S&P Global Ratings fined $2.5m for conflict of interest in mortgage-backed security

Rick Steves

“NRSROs are prohibited from issuing or maintaining a credit rating where an individual who participates in sales and marketing activity seeks to influence the determination of the rating. Credit rating agencies play a systemically important role in the structured products markets, and the federal securities laws require them to insulate their analytical functions from the influence of business considerations.”

The Securities and Exchange Commission has charged S&P Global Ratings with violating conflict of interest rules designed to prevent sales and marketing considerations from influencing credit ratings.

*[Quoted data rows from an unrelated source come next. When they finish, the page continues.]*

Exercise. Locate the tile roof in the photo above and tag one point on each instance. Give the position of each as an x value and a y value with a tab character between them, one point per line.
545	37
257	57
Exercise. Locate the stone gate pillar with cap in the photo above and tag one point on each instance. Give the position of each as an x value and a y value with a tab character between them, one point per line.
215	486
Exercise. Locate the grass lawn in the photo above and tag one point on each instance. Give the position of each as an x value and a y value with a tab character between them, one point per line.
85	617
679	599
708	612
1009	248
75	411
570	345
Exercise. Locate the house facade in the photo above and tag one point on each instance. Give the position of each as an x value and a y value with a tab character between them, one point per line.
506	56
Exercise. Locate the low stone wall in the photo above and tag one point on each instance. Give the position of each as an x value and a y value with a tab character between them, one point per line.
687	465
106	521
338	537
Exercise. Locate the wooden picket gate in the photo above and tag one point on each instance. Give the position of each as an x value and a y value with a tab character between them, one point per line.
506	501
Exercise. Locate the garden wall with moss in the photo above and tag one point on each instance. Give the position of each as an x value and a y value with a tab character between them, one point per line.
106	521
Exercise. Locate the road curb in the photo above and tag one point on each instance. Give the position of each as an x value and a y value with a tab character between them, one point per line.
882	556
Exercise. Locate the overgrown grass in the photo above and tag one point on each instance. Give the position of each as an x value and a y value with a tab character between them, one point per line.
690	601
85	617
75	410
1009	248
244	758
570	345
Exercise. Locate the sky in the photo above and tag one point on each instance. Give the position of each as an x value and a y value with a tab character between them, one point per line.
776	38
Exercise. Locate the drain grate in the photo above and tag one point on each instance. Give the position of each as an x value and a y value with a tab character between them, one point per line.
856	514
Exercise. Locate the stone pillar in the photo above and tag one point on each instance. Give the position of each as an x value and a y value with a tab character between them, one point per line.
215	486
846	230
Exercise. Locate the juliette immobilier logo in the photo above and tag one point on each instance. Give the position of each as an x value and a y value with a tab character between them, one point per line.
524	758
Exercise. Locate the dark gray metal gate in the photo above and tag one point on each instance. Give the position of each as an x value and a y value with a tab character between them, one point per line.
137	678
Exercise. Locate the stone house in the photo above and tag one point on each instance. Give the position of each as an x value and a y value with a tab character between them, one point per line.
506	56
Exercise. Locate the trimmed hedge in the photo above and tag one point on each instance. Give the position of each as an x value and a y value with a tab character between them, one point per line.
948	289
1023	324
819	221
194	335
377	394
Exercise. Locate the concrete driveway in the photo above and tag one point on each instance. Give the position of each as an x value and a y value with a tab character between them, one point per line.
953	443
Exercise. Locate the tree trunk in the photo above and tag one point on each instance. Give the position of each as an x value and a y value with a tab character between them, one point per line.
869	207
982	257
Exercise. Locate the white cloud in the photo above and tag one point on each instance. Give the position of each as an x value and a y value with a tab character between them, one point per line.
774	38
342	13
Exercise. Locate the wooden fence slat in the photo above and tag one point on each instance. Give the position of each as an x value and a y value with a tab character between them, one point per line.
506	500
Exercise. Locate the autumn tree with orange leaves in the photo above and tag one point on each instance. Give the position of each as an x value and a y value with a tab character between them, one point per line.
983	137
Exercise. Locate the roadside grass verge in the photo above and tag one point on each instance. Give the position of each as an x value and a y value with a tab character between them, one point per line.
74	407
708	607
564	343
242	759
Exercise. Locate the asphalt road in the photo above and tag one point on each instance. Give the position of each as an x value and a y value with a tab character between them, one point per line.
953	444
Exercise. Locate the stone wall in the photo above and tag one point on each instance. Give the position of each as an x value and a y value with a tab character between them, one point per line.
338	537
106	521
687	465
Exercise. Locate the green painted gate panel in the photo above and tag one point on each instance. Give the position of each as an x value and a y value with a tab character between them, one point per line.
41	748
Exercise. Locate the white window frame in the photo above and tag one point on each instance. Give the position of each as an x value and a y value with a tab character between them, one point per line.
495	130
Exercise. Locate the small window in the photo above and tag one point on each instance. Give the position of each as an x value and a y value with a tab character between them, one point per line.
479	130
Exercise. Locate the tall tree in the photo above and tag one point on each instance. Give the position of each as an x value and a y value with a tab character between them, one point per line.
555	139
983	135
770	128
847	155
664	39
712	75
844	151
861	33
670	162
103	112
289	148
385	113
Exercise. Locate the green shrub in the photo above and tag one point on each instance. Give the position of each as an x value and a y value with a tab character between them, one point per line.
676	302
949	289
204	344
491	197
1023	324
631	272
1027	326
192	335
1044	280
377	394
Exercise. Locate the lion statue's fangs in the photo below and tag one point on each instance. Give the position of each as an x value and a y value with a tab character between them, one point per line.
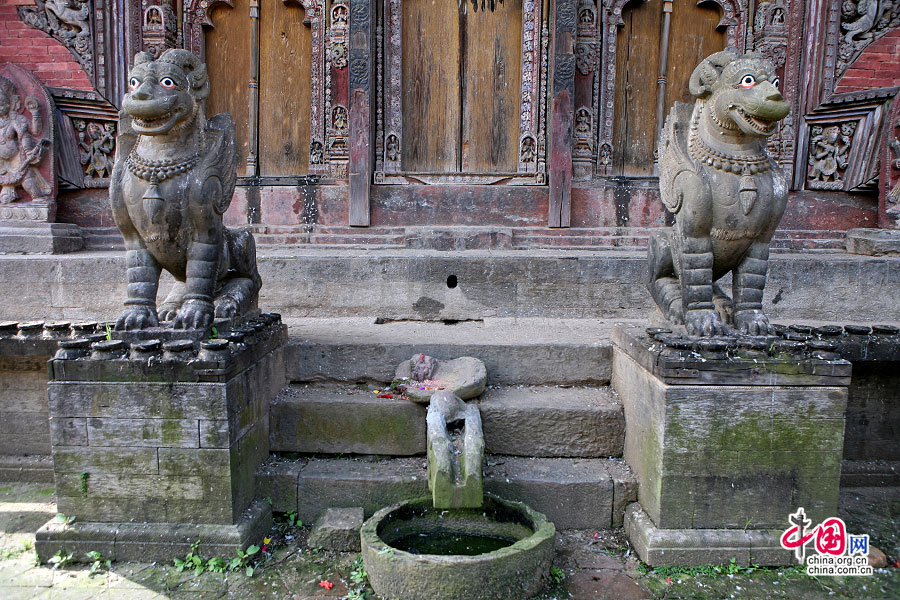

The SEC-registered statistical rating organization (NRSRO) agreed to settle the matter by paying a $2.5 million penalty and agreeing to the entry of a cease-and-desist order, a censure, and compliance with certain undertakings.

The SEC’s investigation took place following S&P’s initiative of self-reporting the conduct at issue with the regulator. The ratings agency also cooperated with said investigation and took remedial steps to enhance its conflicts of interest policies and procedures.

S&P analytical employees were pressured to maintain preliminary rating that contained calculation error

According to the SEC, an issuer engaged S&P to rate a jumbo residential mortgage-backed security transaction in July 2017, and over a five-day period, S&P commercial employees responsible for managing the relationship with the issuer attempted to pressure the S&P analytical employees – the ones responsible for evaluating and assigning the rating.

S&P analytical employees were pressured to rate the transaction consistent with preliminary feedback the analytical employees had given the customer that turned out to include a calculation error.

The SEC found that some emails sent by the S&P commercial employees to the S&P analytical team contained statements reflecting sales and marketing considerations.

The content, urgent nature, high volume, and compressed timing of the communications allegedly implies the S&P commercial employees became participants in the rating process during a time when they were influenced by sales and marketing considerations.

Osman Nawaz, Chief of the SEC’s Complex Financial Instruments Unit, said: “NRSROs are prohibited from issuing or maintaining a credit rating where an individual who participates in sales and marketing activity seeks to influence the determination of the rating. Credit rating agencies play a systemically important role in the structured products markets, and the federal securities laws require them to insulate their analytical functions from the influence of business considerations.”